Published Aug 13, 2009
189 Pages
Genre: FICTION / Short Stories (single author)



 

Book Details

Advance Praise for

The Heavens Weep for Us and Other Stories

By Thelma T. Reyna

“Thelma Reyna’s stories are excellent. While they are often filled with pain, they speak to the human spirit,not as some larger-than-life powerful force, but as something vulnerable,

precious, delicate, and yet persevering.”--Famed author,Robin D. G. Kelley, Ph.D., from the Introduction to this book.
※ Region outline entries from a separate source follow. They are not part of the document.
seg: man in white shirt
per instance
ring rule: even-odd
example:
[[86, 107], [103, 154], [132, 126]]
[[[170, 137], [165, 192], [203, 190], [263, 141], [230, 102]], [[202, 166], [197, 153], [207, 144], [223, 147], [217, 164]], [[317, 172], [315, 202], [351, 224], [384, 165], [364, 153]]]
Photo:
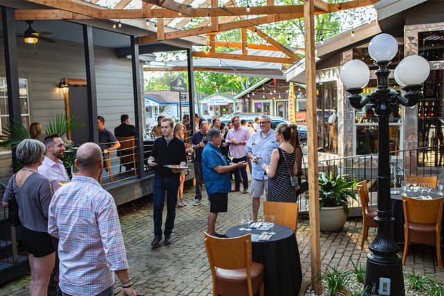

“In this engaging debut collection, Thelma Reyna introduces us to ordinary people whose stories resonate with universal truths. Reading her stories is like opening a gift, evoking both pleasure and surprise.”--Rose Guilbault, author of the book, Farmworker’s Daughter.

 

Book Excerpt

Trivialities have immense power. Centuries of floods and storms wear away mammoth cliffs and mountains, shrink icebergs, carve canyons from granite. Friendly, gurgling water shrinks large rocks into small, smooth pebbles glistening timidly in clear creek waters. People marvel at the mega power of the smoothest rivers, the clearest rains, the softest snow as they transform giants into flattened beds and plateaus, as they, over time, work their wills upon innocent features of this planet and reinvent these captive co-inhabitants. How can such strength be beaten down, beaten flat, beaten small?

Paula and Robert’s marriage faded similarly. Habits anesthetized passions. Trivialities overcame important moments until the wearing away was the main event, not a catastrophe to fear.

There were moments of possible retrieval.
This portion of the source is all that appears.